Tuesday, May 17, 2011
One week since Zumba...but today is a new day. And, she played my favorite song! Argh. Life has been even more stressful than usual. My daughter is 4 or 5 essays away from graduating from High School...finals start today. My college son moved home...and is not sure what his grades will be from this semester. No health insurance, and although we applied last night for coverage from the state, my oldest will not be covered and my daughter won't be after her birthday. My husband is getting depressed about not landing any of the jobs he has gone for and is sleeping more during the day.
I am doing o.k., but it is hard having no "alone" time. My most humbling moment ever is when the neighbor brought over a box of food from the food bank. My facade of "we're making it" just crumbled. But we are. My business is going well, we have money in the bank to last at least until the end of this month, and we are all relatively healthy.
Not making the best food choices and not exercising enough.
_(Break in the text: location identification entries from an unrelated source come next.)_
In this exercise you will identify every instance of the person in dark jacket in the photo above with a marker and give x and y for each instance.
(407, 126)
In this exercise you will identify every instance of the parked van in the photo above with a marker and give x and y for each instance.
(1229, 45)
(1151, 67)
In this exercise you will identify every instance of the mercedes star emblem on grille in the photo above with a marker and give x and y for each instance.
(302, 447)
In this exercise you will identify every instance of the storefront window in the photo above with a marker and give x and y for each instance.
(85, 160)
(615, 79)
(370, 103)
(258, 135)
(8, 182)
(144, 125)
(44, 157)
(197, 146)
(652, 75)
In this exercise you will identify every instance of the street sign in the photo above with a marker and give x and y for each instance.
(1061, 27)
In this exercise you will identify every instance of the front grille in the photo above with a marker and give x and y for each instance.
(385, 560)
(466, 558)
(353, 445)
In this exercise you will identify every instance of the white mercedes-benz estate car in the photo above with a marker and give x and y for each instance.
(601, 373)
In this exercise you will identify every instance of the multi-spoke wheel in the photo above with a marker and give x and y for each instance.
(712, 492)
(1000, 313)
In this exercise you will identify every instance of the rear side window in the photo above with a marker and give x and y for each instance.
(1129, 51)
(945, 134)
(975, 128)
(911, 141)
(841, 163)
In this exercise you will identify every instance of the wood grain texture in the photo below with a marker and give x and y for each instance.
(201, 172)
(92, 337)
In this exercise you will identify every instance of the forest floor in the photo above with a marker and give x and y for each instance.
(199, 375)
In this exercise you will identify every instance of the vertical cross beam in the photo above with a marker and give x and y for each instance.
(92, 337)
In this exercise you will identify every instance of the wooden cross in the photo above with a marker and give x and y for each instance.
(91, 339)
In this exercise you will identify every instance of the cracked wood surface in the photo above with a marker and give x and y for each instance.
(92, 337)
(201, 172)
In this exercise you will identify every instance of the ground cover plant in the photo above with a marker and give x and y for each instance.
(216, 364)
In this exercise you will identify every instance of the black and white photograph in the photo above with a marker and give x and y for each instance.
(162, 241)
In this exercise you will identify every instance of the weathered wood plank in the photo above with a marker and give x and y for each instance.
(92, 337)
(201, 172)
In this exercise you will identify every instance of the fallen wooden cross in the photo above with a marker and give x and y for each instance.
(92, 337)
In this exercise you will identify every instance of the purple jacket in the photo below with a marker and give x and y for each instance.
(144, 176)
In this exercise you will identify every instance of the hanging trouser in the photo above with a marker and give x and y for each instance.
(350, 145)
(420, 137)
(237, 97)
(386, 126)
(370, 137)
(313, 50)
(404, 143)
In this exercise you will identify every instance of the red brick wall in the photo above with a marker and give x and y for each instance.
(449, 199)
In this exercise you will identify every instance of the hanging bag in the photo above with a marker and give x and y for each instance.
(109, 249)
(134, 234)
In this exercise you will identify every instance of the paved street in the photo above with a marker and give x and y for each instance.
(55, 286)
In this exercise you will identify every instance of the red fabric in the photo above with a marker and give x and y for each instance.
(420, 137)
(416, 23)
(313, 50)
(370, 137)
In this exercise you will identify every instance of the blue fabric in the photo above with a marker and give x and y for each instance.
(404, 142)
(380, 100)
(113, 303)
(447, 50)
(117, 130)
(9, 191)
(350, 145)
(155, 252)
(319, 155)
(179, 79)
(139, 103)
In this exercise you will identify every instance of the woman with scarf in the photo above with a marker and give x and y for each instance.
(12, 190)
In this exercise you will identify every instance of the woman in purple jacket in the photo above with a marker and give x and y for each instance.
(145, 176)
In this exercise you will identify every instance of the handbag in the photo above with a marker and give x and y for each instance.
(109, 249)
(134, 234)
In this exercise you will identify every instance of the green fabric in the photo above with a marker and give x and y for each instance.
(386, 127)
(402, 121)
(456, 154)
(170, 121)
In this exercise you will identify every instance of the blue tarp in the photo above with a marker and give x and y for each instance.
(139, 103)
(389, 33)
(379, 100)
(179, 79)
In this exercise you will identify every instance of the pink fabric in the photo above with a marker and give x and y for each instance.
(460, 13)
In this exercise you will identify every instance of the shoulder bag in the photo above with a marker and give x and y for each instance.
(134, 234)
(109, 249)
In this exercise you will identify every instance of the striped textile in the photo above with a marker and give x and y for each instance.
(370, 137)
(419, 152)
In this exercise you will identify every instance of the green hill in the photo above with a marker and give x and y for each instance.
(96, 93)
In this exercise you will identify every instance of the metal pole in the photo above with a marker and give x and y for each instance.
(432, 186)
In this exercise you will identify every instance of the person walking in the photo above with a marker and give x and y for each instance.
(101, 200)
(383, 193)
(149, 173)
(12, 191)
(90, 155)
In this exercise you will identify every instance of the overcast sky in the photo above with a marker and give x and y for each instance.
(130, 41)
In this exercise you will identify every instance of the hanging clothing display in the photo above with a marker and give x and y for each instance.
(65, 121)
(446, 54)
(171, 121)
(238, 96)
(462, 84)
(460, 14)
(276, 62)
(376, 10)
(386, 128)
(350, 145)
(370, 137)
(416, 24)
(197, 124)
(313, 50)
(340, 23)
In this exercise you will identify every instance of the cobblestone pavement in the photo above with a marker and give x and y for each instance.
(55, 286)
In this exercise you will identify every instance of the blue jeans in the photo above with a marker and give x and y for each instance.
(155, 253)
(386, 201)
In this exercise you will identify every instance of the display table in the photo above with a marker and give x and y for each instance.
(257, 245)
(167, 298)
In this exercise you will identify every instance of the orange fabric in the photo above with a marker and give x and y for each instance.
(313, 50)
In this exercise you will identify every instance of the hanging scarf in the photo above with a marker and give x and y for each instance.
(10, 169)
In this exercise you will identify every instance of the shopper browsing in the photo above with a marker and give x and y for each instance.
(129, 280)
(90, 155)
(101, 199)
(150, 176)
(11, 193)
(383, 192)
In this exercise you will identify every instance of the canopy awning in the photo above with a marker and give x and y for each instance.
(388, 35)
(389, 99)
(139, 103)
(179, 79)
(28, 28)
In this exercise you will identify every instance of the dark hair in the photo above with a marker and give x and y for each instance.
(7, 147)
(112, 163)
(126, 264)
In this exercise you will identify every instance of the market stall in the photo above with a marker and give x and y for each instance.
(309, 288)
I made tacos for dinner and just had a taco salad myself. It was really yummy. Went to bed at a decent hour and got a good night's sleep...woke up on my own. Woke up with the realization that I don't want to spend the rest of my life fat. So, somehow I am going to have to carve out "me" time and just head out and walk or bike or hit a Zumba class on my own. Cause no one will do it for me, and life is too short to live fat.
Sorry to vent...hope you all have a great day!